Zoofilia
El sapo y la garza, sin conocerse, compartían sus aficiones por el tabaco, las responsabilidades y los jeans pregastados. Nunca se habían cruzado en ningún foro de internet donde otros fanáticos de sus objetos de adoración se reunían, pero un día, imprevistamente, la marea alta los reunió en una pequeña isla de vocación imperialista.
Con tan poco espacio en tierra y un sector fumadores tan reducido, sapo y garza no tuvieron más remedio que reconocer su mutua existencia.
En esa triste mirada de ojos de sapo fumador a ojos de garza fumadora explotó tanta angustia que sólo pudieron evadirla contándose algo. Lo más ensayado, sin riesgos de quedar en evidencia y volver a caer en esa profunda angustia eran sus currículums.
La garza había rescatado pingüinos empetrolados a cambio de tabaco y una bicicleta antigua, esas de la rueda grande adelante, ideal para relativizar sus largas piernas entre los rayos de aluminio.

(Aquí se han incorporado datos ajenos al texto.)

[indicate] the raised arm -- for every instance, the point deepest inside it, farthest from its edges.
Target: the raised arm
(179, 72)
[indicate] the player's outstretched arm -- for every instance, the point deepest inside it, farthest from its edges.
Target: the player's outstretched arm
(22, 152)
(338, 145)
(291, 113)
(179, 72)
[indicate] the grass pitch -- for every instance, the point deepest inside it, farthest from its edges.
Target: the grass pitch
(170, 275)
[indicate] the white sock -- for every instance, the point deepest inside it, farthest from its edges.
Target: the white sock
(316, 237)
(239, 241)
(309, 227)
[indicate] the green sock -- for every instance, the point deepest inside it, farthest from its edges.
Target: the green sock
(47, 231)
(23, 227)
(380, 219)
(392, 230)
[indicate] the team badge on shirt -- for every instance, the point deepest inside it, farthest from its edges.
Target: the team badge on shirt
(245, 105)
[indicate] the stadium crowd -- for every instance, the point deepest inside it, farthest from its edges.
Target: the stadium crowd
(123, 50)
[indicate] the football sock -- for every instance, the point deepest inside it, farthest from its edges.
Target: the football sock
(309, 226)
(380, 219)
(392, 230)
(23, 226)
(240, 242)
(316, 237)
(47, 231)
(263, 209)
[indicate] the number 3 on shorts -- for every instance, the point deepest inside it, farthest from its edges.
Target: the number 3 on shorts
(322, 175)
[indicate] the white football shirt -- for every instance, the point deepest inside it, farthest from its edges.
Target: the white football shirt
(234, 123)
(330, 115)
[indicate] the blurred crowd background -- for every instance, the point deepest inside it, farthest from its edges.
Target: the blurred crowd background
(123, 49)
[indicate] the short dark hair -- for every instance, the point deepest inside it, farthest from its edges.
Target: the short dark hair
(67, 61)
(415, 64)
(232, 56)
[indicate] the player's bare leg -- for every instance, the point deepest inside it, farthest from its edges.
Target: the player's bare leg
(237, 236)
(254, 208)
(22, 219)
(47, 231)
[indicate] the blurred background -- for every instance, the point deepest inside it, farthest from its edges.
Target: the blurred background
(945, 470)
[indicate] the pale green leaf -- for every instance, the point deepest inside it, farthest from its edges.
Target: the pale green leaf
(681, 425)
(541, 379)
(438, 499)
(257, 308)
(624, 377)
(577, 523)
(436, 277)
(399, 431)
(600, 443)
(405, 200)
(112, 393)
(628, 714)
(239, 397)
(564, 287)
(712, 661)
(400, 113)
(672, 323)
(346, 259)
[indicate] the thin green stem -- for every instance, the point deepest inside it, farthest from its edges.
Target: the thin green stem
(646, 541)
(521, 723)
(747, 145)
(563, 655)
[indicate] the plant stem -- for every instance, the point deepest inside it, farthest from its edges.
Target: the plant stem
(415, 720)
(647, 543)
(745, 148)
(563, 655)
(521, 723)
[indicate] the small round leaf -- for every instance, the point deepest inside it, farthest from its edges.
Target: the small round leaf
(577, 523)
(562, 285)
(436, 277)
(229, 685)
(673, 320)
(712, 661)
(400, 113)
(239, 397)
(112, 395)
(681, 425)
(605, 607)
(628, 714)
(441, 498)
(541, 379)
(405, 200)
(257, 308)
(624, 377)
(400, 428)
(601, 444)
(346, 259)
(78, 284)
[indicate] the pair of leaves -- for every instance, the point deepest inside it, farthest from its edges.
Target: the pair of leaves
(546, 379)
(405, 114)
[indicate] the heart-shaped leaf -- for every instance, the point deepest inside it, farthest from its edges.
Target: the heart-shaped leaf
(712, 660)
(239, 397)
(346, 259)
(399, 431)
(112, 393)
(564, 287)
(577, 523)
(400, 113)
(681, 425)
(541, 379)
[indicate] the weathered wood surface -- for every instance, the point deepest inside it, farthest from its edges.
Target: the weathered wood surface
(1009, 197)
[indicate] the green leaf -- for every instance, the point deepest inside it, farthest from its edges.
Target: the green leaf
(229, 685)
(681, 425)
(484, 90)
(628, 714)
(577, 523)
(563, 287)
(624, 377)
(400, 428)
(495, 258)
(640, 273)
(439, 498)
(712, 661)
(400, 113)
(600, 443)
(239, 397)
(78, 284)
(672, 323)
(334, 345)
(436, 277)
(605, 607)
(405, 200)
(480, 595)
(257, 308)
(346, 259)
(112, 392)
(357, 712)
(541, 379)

El sapo, envidioso como todo sapo, por primera vez se sintió orgulloso de sus insignificantes patas plegadas y ocultas bajo su generoso vientre. Inflado de humo y jactancia, antes de seguir escuchando cómo la garza había limpiado uno por uno a esos pingüinitos con su lengua abrasiva decidió que ya había ofrecido demasiada atención y simuló recibir una llamada en su teléfono móvil.